In 1963, Kenya became independent. Asians, who had built significant wealth but remained excluded from political power, faced an existential choice: take Kenyan citizenship and stay, or claim British citizenship and leave. Many chose Britain, viewing citizenship as insurance against an unknown future. This choice would prove consequential when Britain itself suddenly turned hostile to Asian immigrants.
The Citizenship Question
The independence constitution allowed Asians to choose between Kenyan and British citizenship. Many opted for British nationality. Their reasoning was clear: they had no political voice in independent Kenya, faced potential discrimination, and doubted whether Asian businesses would survive in an Africanised economy. British citizenship seemed to offer an escape valve. If conditions deteriorated, they could leave.
This calculation reflected legitimate anxiety. Across East Africa, newly independent states were asserting "African socialism" and pursuing Africanisation policies. In Tanzania, Julius Nyerere began nationalising foreign-owned businesses. Ugandan nationalism became increasingly hostile to Asian economic prominence. The writing seemed legible to Asian Kenyans.
Trade Licensing Act (1967)
The fears were not baseless. In 1967, the Kenyan government enacted the Trade Licensing Act, requiring that certain categories of retail business (particularly wholesale and distribution businesses) be owned by Kenyan citizens. In practice, this meant African citizens. Asian businesses suddenly faced a choice: sell to African owners, relinquish control, or lose licences.
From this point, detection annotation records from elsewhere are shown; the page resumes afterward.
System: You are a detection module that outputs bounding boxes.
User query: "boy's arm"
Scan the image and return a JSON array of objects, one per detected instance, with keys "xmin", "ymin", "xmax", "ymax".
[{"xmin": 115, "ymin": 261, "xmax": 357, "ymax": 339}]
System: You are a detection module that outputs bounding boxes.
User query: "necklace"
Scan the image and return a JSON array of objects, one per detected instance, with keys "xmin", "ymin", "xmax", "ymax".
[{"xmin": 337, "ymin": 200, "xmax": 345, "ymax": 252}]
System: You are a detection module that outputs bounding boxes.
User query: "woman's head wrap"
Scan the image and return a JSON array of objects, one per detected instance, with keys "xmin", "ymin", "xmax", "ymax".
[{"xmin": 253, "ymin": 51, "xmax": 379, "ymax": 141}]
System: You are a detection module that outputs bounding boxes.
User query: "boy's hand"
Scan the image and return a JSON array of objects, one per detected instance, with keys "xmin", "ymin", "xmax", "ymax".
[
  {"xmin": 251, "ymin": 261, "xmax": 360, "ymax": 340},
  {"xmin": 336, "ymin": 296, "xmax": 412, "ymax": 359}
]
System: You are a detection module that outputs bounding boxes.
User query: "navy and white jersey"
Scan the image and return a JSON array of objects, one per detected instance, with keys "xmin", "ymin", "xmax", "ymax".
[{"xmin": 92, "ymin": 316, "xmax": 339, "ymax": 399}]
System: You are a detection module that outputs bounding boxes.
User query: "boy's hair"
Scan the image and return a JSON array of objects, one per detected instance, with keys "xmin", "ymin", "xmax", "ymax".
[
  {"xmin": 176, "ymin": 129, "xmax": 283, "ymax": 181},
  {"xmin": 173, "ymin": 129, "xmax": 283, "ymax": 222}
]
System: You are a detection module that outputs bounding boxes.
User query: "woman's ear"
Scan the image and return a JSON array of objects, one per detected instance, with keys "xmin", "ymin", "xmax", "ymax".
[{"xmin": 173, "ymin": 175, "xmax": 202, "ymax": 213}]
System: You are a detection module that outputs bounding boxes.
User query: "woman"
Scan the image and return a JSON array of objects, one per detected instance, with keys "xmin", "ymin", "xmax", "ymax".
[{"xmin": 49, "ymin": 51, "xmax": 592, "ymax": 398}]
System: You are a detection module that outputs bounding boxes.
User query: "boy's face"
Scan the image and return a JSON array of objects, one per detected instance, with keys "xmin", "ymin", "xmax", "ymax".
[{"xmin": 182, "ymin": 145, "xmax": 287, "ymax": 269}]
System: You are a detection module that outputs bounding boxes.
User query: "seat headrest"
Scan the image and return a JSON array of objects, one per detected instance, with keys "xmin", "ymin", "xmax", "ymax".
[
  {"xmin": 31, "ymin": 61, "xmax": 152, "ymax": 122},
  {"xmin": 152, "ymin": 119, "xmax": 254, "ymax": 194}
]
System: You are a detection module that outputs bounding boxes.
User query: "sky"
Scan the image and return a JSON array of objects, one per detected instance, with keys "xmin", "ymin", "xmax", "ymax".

The Act was framed as economic nationalism. It was experienced by Asians as exclusion. Thousands of Asian-owned businesses that had operated for decades were seized, sold at distressed prices, or transferred to African ownership. Families lost livelihoods. Some Asians who had spent their entire lives in Kenya suddenly became redundant.
The Migration Wave (1960-1975)
The Africanisation policies triggered a migration wave. Thousands of Asians emigrated to Britain, taking with them capital, skills, and entrepreneurial expertise that Kenya would later need. Those who stayed faced ongoing ambiguity: they were Kenyan by nationality (for some), but increasingly viewed as foreign or temporary residents. Their children grew up knowing they might need to leave at any moment.
The Commonwealth Immigrants Act (1968)
For those who had chosen British citizenship as insurance, a shock arrived from an unexpected direction. In 1968, Britain passed the Commonwealth Immigrants Act, which suddenly restricted entry for British passport holders from former colonies. This act was explicitly designed to prevent Kenyan Asians (many of whom held British passports) from migrating to Britain.
The 1968 act revealed the fragility of the safety net. Asians who had chosen British citizenship expecting it to guarantee refuge discovered they were unwelcome even there. Britain was tightening its borders against its own subjects. Those stranded in Kenya found their expected escape route closed. Those who managed to reach Britain before the act took effect were among the fortunate few.
Those Who Stayed
The Asians who remained in Kenya (and those forced to remain by immigration restrictions) adapted. Some shifted from retail to manufacturing or professional services. Families invested in education, ensuring children could become doctors, lawyers, and engineers. Some leveraged remaining business assets into industrial enterprises. Gradually, the Asian community in Kenya, diminished in numbers but concentrated in wealth, transformed itself from merchants to industrialists and professionals.
But the wound was deep. Asians had been told they were guests, then that they were unwelcome, then that they had no escape. The lesson sank in: nowhere in the diaspora was truly home.